Experts believe India accords great importance to its marine cooperation with Vietnam and will not let any other country to get in the way.

India will not reconsider its oil and gas cooperation with Vietnam, said Geeta Kochhar, faculty member of the Center for Chinese and Southeast Asian Studies at the Jawaharlal Nehru University.

Kochhar made the judgment in the context of China's illegal oil and gas activities in the East Sea, internationally known as the South China Sea, including the deployment of Chinese oil survey vessel Haiyang Dizhi 8 and its escorts to Vietnam’s exclusive economic zone and continental shelf.

"If China really wants to be assertive of not letting India cooperate with Vietnam, I do not think India would accept that and they should not accept that," Kochhar said Tuesday on the sidelines of a conference on India's relations with neighboring countries held Tuesday in Hanoi by the Vietnam Institute of Indian and Southwest Asian Studies (VIISAS).

Indian Prime Minister Narendra Modi is determined on "not accepting any kind of domination or control by any powers in the region," she said.

She added that the competition in oil and gas cooperation should not be converted into any kind of confrontation, and it is not fair if China has some objections to India’s cooperation with Vietnam because China itself also cooperates with Vietnam and other countries, such as Nepal.

Explaining the consistent policy of India in cooperating with Vietnam, Associate Professor Doctor Om Prakash Dahiya from the Department of Political Science, Zakir Husain Delhi College, University of Delhi, said "Vietnam plays a pivotal role in India’s Look East policy," given its strategic location in the South China Sea.

New Delhi has cooperated with Hanoi in offshore oil exploration in the waters of the South China Sea since 1988 and India's attention in cooperating with Vietnam in the sea is not merely economic, but for military and security interests as well, said Tien-sze Fang, Associate Professor at the Center for General Education and Deputy Director of the Center for India Studies, National Tsing Hua University, Taiwan.

He said it is imperative for India to call for freedom of navigation in the region as around 40 percent of its global trade passes through the South China Sea.

"China's militarization of the South China Sea is widely seen as a major roadblock to the open and free Indo-Pacific region and will result in significant changes to the 29 sea lanes of communications passing through the region, trillions of dollars of trade passage, potential energy or fishery resources," Fang said.

In addition to economic concerns, what worries India much more is the geopolitical competition.

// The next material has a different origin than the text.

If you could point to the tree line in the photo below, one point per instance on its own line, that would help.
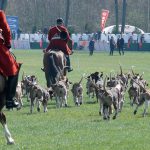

If, for Beijing, the Indian Ocean is not an India's ocean, New Delhi's imperative is to contest impressions that the South China Sea is not waters that fall under China's control. "Additionally, the South China Sea is the gateway to the Pacific region and the center of the Indo-Pacific region," he added.

Both Fang and Dahiya mentioned the fact that China has more than once requested India and Vietnam to stop their oil and gas cooperation, but it has failed to cut the bonds between the two countries.

Back in 2014, during her visit to Vietnam, Indian External Affairs Minister Sushma Swaraj said state-owned OVL (ONGC Videsh Limited) would continue its oil exploration and exploitation in accordance with cooperation agreements that India has inked with Vietnam.

The move came after China opposed to the operation of OVL in the East Sea.

On August 2, Indian External Affairs Minister Subrahmanyam Jaishankar confirmed that India would like to continue its oil and gas cooperation with Vietnam in the sea in a meeting with his Vietnamese counterpart Pham Binh Minh in Bangkok.

Commenting on the current East Sea situation, Indian Ambassador to Vietnam, Pranay Verma, said New Delhi was seeking to build international connections for peace, stability and prosperity with its neighboring and nearby countries.

"As India strives to become a five trillion-dollar economy in the next five years, it is creating capabilities and demands that present unique opportunities for all of its partners, particularly its neighbors, to build mutually reinforcing stakes for shared prosperity and development," he said.

He also said India has had greater awareness on its due role in the regional and global order, and its willingness to play that role, to be a contributor of ideas and capabilities in the international arena, and to embrace globalism and internationalism at a time when national instincts are increasingly turning inwards.

Vietnam and India established diplomatic relations in 1972.

India, a staunch ally in Vietnam's fight for independence and reunification, is also one of Vietnam's top trading partners, with two-way trade turnover reaching $10.69 billion last year, double that of 2016, according to the Vietnam Trade Affairs Office in India.